What can funders do to demonstrate and build courage? Incentivize and reward risk-taking; create more programs that direct grantmaking to structural reform and be open to thinking, at every turn, “What is the community that we need now?” instead of letting inertia guide us. We had some great examples of that type of giving during the pandemic, from the work of the Jewish Communal Response and Impact Fund to Capacity Collaborative of the Jewish Federation of Chicago to the work of the Harold Grinspoon Foundation and the Foundation for Jewish Camp. More are needed.
Finally, we need the courage to stand for our values, especially in times of great moral cowardice. We talked about community, but a community is not just a gathering of people: it needs a purpose, a mission, a set of values to uphold. Lately, we seem to have lost that. The Jewish people sometimes looks, as Rabbi Abraham Joshua Heschel said, like “a messenger without a message.”
My friends, these are not easy times, and this is not an easy task, and at JFN we are here to help – to be the platform for open conversation, for the free exchange of ideas, and for learning from one another. We are the place where we can share our perplexity and our disorientation, and the community in which we can exercise humility and courage. The incredible and record-breaking participation of our members in JFN programs and projects during the pandemic shows that funders are eager to both listen and roll up their sleeves, and that fills me with great optimism and hope. During this crisis, the philanthropic community has stepped up like never before: Seventy-two percent of our members increased their giving during the pandemic; 57 percent plan to keep a higher level of giving in the year ahead. Over half of us funded in different areas than their usual ones to respond to the crisis.
That gives us an amazing base upon which to build. A couple of examples of the things we at JFN are doing to bring these values into action:
- To strengthen our community of funders, we are doubling down on our work of peer networks and affinity groups; we will create more communities of funders in different geographic regions – as we did in the West Coast and Canada. We will also be making a special effort to engage individual funders and midsize funders, which represent the bulk of Jewish giving.
- And to exercise the value of humility, we are, in partnership with UpStart, starting GrantED, a new set of programs and resources for funders and grantees to better listen to one another and learn from one another.

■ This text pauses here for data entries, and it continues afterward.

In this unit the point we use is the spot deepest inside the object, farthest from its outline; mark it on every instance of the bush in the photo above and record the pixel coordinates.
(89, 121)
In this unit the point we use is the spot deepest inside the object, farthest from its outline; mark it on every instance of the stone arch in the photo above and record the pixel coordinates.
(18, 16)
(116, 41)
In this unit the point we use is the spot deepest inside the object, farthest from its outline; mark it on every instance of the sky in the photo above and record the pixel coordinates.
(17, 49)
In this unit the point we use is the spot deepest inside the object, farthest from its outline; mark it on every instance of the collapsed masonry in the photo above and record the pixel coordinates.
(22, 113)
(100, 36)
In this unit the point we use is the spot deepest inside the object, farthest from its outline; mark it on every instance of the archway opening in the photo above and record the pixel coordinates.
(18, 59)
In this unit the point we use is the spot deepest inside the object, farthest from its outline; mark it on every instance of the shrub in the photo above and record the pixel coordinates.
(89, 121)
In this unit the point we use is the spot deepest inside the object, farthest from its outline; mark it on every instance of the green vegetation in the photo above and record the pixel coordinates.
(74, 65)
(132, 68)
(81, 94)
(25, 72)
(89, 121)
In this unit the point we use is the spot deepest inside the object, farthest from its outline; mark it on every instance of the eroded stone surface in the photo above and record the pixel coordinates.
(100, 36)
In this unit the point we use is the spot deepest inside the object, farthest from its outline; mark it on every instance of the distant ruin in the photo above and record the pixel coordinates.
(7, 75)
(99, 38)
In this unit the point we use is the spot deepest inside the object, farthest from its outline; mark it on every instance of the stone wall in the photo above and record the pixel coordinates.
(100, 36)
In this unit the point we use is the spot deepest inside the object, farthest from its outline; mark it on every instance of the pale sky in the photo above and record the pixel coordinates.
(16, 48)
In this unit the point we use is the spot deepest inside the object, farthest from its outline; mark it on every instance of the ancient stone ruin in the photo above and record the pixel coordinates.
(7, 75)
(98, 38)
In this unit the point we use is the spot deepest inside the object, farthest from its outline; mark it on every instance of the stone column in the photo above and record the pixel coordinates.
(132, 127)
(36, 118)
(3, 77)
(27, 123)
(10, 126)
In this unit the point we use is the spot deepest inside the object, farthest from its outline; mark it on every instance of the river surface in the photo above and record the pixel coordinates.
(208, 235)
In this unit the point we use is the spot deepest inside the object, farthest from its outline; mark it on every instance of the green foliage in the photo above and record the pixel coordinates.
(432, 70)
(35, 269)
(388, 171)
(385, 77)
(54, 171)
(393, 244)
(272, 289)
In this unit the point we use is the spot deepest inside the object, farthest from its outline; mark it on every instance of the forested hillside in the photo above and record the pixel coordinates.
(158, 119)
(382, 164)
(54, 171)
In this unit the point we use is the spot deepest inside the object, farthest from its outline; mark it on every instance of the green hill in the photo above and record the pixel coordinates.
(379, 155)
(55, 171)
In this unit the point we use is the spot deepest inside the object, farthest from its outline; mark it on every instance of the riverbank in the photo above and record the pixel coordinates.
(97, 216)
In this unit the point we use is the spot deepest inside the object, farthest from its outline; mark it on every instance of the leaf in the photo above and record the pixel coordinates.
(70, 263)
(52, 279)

- We are helping groups of funders who have the courage to dream; to imagine new community structures and priorities, like the members of our National Affinity Group on Jewish Poverty or CANVAS, our funder collaborative on arts and culture that is thinking out of the box about how to rebuild an entire philanthropic field. We – JFN – are here to help you. During this last year, I feel that JFN went from being a vitamin to a painkiller, but now we need to move past the mitigation into the challenging work of rebuilding — based on these principles of resilience but also on the timeless wisdom of our people, who have earned a PhD in resilience from the University of Human History.
This — our meetings, our interactions these three days and throughout the year — is like that clearing in the forest, in which two lost Jews met and learned to find that new way together. We may be all lost, but we have the most important thing of all: Each other.